L’iniziativa nasce con l’obiettivo di riportare alla luce una vicenda a lungo rimossa dalla memoria collettiva: tra il 1937 e il 1939, oltre 300 cittadini etiopi — tra cui alti funzionari dell’Impero, diplomatici, ministri e intere famiglie — furono deportati sull’isola dell’Asinara in seguito all’attentato al viceré d’Etiopia Rodolfo Graziani. L’isola divenne così luogo di confino per esponenti di primo piano legati all’imperatore Hailé Selassié. Uomini, donne e bambini furono strappati alla loro terra e costretti a vivere in condizioni di isolamento, privati della libertà e della possibilità di ritorno. Una pagina dolorosa del colonialismo italiano che, grazie a un’intensa attività di ricerca storica, sta oggi emergendo con maggiore chiarezza. Il progetto prevede, tra le sue azioni principali, l’aggiornamento di un database contenente i nomi e le biografie dei deportati, con l’intento di restituire identità e dignità alle vittime di questa vicenda. Allo stesso tempo, grande importanza riveste il coinvolgimento diretto dei discendenti, alcuni dei quali erano già presenti lo scorso anno sull’isola dell’Asinara, dando vita a momenti di forte impatto emotivo e di autentica riconnessione con la memoria familiare e storica.

Anche quest’anno, infatti, saranno presenti alcuni discendenti dei deportati etiopi, tra cui Elfy Getachew Nouvellon con sua figlia Sarah. Elfy è pronipote di Haile Wolde Meskel, figlio di Tsehafi Tehezaz Wolde Meskel Tariku, eminente statista etiope e Ministro delle Penne sotto diversi imperatori. Deportato all’Asinara nel 1937 insieme al padre e al fratello Maheteme Sélassié, Haile morì pochi mesi dopo, nel settembre dello stesso anno, presso l’ospedale civile di Sassari, dove fu poi sepolto. La giornata del 6 giugno si articolerà in due momenti principali. In mattinata, alle ore 11, si terrà una cerimonia di commemorazione presso il Cimitero di Sassari, con l’apposizione di una targa in memoria di Haile Wolde Meskel. Un gesto concreto di riconoscimento e restituzione storica, reso possibile anche grazie all’impegno dei familiari. Nel pomeriggio, alle ore 18.30, presso il Museo della Tonnara di Stintino, si svolgerà il convegno “Dall’Oblio alla Memoria. La deportazione degli etiopi all’Asinara (1937–1939)”.

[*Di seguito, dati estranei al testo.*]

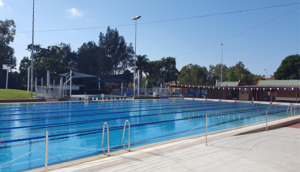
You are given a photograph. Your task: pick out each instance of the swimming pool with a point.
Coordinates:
(75, 128)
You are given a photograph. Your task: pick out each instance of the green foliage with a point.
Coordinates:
(114, 46)
(14, 94)
(7, 33)
(7, 58)
(289, 68)
(56, 58)
(214, 73)
(162, 71)
(193, 74)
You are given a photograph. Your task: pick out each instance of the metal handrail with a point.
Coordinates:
(288, 109)
(128, 135)
(103, 130)
(46, 150)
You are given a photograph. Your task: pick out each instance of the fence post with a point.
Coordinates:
(206, 130)
(46, 151)
(267, 120)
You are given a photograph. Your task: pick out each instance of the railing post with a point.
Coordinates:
(267, 120)
(128, 135)
(46, 152)
(103, 130)
(206, 130)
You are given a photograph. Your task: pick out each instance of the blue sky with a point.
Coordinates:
(261, 48)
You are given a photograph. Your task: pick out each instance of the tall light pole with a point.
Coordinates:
(267, 73)
(7, 69)
(135, 18)
(221, 63)
(32, 53)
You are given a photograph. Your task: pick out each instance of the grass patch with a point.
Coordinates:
(14, 94)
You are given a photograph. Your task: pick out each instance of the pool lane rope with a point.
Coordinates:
(132, 125)
(106, 113)
(103, 119)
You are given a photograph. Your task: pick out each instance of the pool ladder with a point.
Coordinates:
(290, 109)
(128, 135)
(103, 130)
(105, 126)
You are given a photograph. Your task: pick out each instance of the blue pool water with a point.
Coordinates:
(75, 128)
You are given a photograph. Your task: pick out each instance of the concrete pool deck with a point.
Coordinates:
(233, 150)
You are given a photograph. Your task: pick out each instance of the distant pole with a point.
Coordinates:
(266, 120)
(221, 62)
(99, 85)
(6, 77)
(267, 73)
(70, 83)
(206, 129)
(28, 78)
(135, 18)
(32, 53)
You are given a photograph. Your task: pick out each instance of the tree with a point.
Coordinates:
(92, 60)
(193, 74)
(289, 68)
(214, 73)
(163, 70)
(7, 58)
(7, 33)
(56, 58)
(114, 46)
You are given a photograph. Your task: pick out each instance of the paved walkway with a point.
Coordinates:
(275, 150)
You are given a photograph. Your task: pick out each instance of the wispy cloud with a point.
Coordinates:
(1, 3)
(73, 13)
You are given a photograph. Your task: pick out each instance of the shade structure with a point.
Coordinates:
(78, 75)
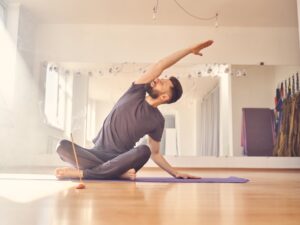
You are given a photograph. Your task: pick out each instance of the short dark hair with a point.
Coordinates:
(176, 90)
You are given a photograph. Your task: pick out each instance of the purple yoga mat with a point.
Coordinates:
(174, 180)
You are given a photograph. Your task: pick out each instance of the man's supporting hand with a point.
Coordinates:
(186, 176)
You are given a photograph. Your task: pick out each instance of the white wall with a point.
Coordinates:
(115, 43)
(283, 73)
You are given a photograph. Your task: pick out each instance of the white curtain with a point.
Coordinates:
(209, 132)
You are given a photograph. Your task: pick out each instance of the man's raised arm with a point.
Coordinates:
(156, 69)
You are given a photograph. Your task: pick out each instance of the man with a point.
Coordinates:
(133, 116)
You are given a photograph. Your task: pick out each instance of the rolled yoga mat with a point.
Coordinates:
(175, 180)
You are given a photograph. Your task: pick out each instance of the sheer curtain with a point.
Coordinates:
(209, 132)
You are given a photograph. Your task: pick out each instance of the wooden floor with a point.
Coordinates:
(271, 197)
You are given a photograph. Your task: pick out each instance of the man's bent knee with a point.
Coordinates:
(64, 147)
(145, 151)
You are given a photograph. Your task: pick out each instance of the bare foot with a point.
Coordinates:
(67, 172)
(129, 175)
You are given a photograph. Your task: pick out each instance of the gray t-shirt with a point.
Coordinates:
(130, 119)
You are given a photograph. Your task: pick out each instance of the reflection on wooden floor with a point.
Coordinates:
(271, 197)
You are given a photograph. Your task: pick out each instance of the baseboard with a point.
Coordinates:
(231, 162)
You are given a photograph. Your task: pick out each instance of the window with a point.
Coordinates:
(91, 120)
(57, 97)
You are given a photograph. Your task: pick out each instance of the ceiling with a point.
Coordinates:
(248, 13)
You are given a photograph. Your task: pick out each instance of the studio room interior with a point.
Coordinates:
(149, 112)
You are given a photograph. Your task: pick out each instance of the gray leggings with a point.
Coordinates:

L’incontro offrirà un inquadramento storico-politico del contesto coloniale italiano,  grazie al contributo della professoressa Valeria Deplano, studiosa ed esperta del settore e docente presso l’Università di Cagliari. Successivamente ai saluti istituzionali, accanto agli interventi accademici, ampio spazio sarà dedicato alle testimonianze di alcuni dei discendenti dei deportati che porteranno voci, memorie e racconti familiari, contribuendo a rendere viva e condivisa una storia troppo a lungo dimenticata e la presentazione dell’associazione From Oblivion to Memory, nata in seguito all’evento dell’anno scorso. Il progetto è ideato dalla Cooperativa Sealand Asinara, con il contributo della Fondazione di Sardegna, con la preziosa collaborazione dell’Ente Parco Nazionale dell’Asinara, il patrocinio del Comune di Porto Torres, di Stintino e di Sassari e il sostegno dell’Associazione delle Guide Esclusive dell’Asinara (A.GU.A.), che svolge un ruolo fondamentale nelle attività di accompagnamento, divulgazione e valorizzazione della memoria storica sull’isola.